When it comes to consumer behavior, the research is clear: If they want to succeed, companies selling to consumers need to attract their attention, affection, and commitment; put them in a great mood, perhaps by offering them something for nothing; and help people make their decisions easily and in a way that causes them to feel smart and informed. It may be clear, but few companies are applying these lessons as effectively as a regional grocery store chain in Texas, H-E-B.
To start, H-E-B gets its regional customers excited and entranced by playing on their shared identity of being from Texas. This option might be less effective in other regions with a weaker sense of identity, but in Texas, the idea that H-E-B is just like its consumers—big, brash, unafraid, and unabashed—garners it substantial attention and affection. Then once it has people in its stores, it gets them to engage and commit to actually buying, by adding tear-off coupons to its displays. Rather than just seeing a sale sign, customers must undertake the action of tearing off a coupon. This action is not particularly strenuous of course, but the simple move increases the chances that shoppers will follow through on their already committed effort by completing the purchase.
In addition, H-E-B sets up an appealing and enjoyable atmosphere that seeks to put shoppers in a better mood. In particular, a plethora of coupons give buyers an additional item for free after they purchase. People simply love things for free, so the constant reminder of how much they can get, seemingly at no cost, enhances their moods. As if that were not enough, H-E-B also gives away lots of free samples. In addition to food samples, to keep shoppers’ blood sugar levels up, it specializes in wine samples. Because alcohol releases dopamine in people’s brains, just a small sip of a nice Zinfandel can leave shoppers in a better mood.

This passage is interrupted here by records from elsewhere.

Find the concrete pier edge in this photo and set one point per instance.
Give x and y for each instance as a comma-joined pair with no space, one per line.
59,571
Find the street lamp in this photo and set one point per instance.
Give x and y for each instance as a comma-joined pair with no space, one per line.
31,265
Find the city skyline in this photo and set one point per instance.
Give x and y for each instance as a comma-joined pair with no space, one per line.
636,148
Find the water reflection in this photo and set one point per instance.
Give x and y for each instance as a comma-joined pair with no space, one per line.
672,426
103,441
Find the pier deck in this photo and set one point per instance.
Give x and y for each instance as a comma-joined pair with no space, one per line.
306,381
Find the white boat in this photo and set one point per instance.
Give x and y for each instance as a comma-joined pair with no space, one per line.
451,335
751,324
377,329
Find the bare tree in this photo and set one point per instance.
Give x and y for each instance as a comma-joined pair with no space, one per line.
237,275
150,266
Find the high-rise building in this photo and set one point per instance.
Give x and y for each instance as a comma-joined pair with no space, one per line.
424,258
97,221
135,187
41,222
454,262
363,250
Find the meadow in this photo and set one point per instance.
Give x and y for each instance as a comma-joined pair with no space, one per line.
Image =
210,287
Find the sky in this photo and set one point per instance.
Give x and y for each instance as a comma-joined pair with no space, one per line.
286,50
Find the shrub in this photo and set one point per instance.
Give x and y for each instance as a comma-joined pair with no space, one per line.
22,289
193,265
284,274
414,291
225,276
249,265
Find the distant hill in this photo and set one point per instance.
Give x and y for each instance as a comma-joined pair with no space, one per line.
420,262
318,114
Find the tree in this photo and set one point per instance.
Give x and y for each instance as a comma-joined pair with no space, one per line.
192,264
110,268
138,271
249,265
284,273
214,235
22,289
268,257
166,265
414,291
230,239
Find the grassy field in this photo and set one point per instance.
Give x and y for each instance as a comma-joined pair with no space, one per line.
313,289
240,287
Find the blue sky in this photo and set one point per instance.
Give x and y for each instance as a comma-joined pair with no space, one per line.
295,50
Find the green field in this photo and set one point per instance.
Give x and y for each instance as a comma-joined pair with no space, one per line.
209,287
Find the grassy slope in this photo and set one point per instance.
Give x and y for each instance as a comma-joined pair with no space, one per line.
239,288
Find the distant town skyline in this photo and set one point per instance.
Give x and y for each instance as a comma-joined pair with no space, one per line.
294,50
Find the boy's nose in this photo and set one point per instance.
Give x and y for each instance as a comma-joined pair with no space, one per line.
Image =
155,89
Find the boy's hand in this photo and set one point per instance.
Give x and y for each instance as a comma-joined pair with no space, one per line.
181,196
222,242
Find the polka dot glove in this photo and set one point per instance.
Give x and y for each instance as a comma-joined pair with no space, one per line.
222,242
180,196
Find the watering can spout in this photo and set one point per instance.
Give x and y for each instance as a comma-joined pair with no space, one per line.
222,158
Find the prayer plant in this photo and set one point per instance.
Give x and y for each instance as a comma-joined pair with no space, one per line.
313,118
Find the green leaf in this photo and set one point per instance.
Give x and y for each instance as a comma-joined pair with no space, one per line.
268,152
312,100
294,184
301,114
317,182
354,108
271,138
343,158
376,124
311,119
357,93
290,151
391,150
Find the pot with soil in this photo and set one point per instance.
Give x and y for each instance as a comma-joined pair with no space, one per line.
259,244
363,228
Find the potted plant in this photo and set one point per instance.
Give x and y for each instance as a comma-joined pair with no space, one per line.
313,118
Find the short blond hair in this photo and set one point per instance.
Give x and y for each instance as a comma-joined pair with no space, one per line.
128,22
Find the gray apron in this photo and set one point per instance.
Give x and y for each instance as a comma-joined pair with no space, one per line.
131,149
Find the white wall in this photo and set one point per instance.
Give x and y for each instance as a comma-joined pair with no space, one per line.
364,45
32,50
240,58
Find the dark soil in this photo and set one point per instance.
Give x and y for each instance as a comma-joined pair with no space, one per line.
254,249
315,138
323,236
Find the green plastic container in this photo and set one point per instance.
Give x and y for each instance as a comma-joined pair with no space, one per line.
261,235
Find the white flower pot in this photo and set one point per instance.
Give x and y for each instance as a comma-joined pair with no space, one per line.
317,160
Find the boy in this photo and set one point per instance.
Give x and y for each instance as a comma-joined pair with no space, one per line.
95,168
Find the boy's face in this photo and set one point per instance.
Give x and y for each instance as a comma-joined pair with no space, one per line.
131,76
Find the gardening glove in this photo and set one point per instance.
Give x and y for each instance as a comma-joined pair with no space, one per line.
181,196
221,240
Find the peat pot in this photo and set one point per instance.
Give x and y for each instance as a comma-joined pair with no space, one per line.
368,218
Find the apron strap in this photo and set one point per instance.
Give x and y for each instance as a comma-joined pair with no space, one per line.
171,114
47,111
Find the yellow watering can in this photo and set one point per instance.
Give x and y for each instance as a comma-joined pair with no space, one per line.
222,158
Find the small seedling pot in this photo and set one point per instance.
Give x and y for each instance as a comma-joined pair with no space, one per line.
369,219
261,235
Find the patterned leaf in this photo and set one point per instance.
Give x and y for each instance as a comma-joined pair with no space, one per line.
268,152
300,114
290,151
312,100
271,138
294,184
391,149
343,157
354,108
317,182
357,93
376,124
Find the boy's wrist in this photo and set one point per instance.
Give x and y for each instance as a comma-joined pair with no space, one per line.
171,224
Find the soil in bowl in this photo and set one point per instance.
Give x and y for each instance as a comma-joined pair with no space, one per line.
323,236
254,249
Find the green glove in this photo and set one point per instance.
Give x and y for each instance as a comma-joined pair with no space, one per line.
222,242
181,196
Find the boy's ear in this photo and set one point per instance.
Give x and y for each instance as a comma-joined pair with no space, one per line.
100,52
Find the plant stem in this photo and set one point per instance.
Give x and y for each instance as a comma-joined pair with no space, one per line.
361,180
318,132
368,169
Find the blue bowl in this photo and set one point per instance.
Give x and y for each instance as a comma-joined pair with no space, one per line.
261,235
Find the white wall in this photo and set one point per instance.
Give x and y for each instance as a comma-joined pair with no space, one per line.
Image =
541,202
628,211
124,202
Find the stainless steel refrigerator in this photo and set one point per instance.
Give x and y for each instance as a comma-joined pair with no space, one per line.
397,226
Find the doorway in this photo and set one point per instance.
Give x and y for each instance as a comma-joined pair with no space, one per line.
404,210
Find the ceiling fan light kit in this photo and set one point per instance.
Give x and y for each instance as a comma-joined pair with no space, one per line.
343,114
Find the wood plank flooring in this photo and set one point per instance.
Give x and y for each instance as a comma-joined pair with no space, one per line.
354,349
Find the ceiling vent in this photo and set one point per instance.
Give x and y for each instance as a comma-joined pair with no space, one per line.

The entire operation seeks to make it easier for consumers to buy the products they want and feel pleased with their purchases. H-E-B has avoided loyalty cards and instead simply offers all consumers in the store the same deals on the same items. Thus, shoppers do not need to remember to bring their store coupons or stick their loyalty cards in their wallets before they leave for their grocery run. The fresh food displays also offer obvious highlights of their freshness: a constant smell of rotisserie chicken near the deli display, a guacamole prepping station featuring chefs carving out the avocados right in front of shoppers, sushi chefs working away in the center of the store.
As a result, even though H-E-B remains a regional chain, with limited name recognition outside Texas, its ranking on a recent “consumer delight index” placed it on par with such well-known customer favorites as Trader Joe’s and Whole Foods.